1 Dlatego nie mogąc tego dłużej znosić, postanowiliśmy sami pozostać w Atenach;
2A Tymoteusza, naszego brata, sługę Boga i współpracownika w ewangelii Chrystusa posłaliśmy, aby was utwierdził i dodał wam otuchy w wierze;
3Aby nikt się nie zachwiał wśród tych utrapień. Sami przecież wiecie, że do tego zostaliśmy wyznaczeni.
4Gdy bowiem byliśmy u was, zapowiadaliśmy wam, że będziemy cierpieć ucisk, co się też stało, jak wiecie.
5Dlatego i ja, nie mogąc tego dłużej znosić, posłałem go, aby rozeznał się w waszej wierze, czy was kusiciel czasem nie kusił, a nasza praca nie okazała się daremna.
6Teraz zaś Tymoteusz wrócił od was do nas i zwiastował nam radosną wieść o waszej wierze i miłości, i o tym, że nas zawsze dobrze wspominacie, pragnąc nas widzieć, podobnie jak my was.
7Dlatego dzięki wam, bracia, zostaliśmy pocieszeni przez waszą wiarę we wszelkim naszym ucisku i potrzebie.
8Teraz bowiem żyjemy, jeśli wy trwacie w Panu.
9Jakie więc dziękczynienie możemy złożyć Bogu za was, za całą radość, jakiej z powodu was doznajemy przed naszym Bogiem;
10Gdy w nocy i we dnie bardzo gorliwie modlimy się, abyśmy mogli zobaczyć was osobiście i uzupełnić braki waszej wiary?
11A sam Bóg i nasz Ojciec i nasz Pan Jezus Chrystus niech utoruje naszą drogę do was.

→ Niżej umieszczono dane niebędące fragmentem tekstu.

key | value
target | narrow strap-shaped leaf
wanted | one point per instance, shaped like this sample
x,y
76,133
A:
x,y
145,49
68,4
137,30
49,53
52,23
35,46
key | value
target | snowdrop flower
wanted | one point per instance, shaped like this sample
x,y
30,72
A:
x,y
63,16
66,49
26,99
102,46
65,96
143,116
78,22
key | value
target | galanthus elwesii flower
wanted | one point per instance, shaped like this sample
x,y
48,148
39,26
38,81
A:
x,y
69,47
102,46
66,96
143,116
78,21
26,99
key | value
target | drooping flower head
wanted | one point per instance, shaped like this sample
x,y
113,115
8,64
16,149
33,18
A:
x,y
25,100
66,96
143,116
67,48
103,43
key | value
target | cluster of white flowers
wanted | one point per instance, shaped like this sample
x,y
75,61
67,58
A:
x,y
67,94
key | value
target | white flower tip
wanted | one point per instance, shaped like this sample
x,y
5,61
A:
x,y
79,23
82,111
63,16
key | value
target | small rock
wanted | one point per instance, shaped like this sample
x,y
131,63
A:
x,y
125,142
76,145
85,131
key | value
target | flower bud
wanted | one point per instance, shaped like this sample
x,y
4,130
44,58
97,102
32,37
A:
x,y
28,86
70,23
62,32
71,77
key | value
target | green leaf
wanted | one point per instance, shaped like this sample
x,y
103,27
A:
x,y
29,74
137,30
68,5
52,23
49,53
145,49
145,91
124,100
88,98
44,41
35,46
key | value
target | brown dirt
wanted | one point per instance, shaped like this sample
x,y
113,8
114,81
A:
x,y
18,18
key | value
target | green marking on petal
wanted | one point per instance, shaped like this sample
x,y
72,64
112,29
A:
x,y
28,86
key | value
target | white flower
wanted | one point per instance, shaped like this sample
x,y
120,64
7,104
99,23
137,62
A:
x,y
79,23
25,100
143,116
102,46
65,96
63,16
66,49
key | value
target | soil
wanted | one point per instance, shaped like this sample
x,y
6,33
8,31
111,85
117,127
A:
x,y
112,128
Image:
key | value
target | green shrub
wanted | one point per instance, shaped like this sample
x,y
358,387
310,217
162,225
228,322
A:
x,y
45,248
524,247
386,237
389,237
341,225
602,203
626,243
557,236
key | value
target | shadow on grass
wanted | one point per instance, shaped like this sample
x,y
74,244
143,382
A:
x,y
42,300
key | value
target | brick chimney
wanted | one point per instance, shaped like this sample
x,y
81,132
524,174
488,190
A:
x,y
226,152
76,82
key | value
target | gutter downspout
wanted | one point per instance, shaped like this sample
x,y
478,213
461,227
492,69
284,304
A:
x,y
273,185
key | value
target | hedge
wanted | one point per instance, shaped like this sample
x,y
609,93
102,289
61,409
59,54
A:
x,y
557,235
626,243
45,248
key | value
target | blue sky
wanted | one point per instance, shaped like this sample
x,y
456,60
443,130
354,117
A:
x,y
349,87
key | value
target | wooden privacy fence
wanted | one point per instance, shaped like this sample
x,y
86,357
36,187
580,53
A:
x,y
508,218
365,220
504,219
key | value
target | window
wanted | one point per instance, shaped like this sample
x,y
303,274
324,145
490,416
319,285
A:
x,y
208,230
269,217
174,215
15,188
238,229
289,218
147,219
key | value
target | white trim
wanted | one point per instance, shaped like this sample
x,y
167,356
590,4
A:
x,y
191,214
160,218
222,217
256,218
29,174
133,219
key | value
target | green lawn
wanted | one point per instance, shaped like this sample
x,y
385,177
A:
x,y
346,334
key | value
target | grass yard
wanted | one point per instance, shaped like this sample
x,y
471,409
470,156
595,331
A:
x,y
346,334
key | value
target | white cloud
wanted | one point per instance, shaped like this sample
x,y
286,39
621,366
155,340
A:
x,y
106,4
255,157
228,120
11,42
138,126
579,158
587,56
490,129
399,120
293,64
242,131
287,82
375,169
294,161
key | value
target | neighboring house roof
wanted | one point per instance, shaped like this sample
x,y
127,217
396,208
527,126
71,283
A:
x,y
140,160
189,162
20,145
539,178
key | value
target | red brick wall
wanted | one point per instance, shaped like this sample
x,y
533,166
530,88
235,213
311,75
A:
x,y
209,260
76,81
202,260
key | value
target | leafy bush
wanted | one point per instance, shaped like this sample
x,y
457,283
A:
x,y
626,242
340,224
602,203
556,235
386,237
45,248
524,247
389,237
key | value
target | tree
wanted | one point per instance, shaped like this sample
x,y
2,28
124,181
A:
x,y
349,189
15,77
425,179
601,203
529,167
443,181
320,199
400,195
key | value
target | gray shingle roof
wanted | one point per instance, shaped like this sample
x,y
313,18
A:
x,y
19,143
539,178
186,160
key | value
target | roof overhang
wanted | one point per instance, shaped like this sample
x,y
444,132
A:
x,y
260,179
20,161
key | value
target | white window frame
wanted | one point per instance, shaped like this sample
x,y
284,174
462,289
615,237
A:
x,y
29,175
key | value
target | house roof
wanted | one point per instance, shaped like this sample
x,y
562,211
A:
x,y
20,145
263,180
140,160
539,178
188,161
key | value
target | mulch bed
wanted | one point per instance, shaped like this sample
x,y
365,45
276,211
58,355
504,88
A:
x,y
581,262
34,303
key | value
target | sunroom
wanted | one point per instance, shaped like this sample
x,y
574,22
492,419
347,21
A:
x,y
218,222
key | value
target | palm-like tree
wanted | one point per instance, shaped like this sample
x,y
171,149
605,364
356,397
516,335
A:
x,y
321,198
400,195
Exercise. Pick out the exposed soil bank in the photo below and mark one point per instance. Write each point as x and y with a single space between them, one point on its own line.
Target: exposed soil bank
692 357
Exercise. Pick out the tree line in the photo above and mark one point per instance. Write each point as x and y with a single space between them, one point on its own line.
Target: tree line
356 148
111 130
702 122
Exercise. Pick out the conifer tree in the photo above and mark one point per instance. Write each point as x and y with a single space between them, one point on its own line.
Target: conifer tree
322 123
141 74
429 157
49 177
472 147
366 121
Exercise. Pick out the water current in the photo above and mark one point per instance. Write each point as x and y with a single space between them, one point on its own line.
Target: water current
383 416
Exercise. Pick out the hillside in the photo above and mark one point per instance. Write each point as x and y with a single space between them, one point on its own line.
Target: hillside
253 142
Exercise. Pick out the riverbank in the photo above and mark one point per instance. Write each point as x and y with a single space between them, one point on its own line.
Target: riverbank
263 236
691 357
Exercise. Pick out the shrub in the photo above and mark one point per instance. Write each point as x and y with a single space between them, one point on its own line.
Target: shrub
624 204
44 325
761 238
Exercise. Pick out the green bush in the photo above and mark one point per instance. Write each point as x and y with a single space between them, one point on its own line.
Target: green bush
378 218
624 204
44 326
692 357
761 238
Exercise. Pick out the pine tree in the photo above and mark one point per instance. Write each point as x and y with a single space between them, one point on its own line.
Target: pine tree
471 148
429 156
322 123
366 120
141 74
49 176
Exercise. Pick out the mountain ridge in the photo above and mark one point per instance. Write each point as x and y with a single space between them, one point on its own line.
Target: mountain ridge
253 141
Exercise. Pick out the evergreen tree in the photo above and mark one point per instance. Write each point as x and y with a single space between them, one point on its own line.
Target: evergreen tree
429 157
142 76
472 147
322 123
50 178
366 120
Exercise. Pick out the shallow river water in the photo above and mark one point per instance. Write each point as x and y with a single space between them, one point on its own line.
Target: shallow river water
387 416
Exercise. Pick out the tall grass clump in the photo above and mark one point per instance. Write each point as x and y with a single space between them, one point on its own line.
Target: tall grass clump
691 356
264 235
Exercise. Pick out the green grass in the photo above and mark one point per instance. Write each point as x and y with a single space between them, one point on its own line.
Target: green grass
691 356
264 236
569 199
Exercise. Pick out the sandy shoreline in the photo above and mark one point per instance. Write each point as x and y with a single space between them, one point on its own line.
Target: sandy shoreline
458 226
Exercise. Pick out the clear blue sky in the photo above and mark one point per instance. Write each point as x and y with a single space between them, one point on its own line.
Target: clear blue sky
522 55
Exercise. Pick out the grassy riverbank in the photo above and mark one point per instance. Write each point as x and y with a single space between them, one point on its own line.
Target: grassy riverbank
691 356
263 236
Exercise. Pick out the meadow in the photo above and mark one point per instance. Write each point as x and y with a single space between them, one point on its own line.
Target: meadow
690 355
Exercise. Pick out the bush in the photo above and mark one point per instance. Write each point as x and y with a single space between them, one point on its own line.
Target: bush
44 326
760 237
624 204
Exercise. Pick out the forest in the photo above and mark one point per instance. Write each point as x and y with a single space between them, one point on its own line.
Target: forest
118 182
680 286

12Pan zaś niech sprawi, że będziecie wzrastać i obfitować w miłość do siebie nawzajem i do wszystkich, taką, jaką i my mamy do was;
13Aby wasze serca zostały utwierdzone jako nienaganne w świętości wobec naszego Boga i Ojca na przyjście naszego Pana Jezusa Chrystusa wraz ze wszystkimi jego świętymi.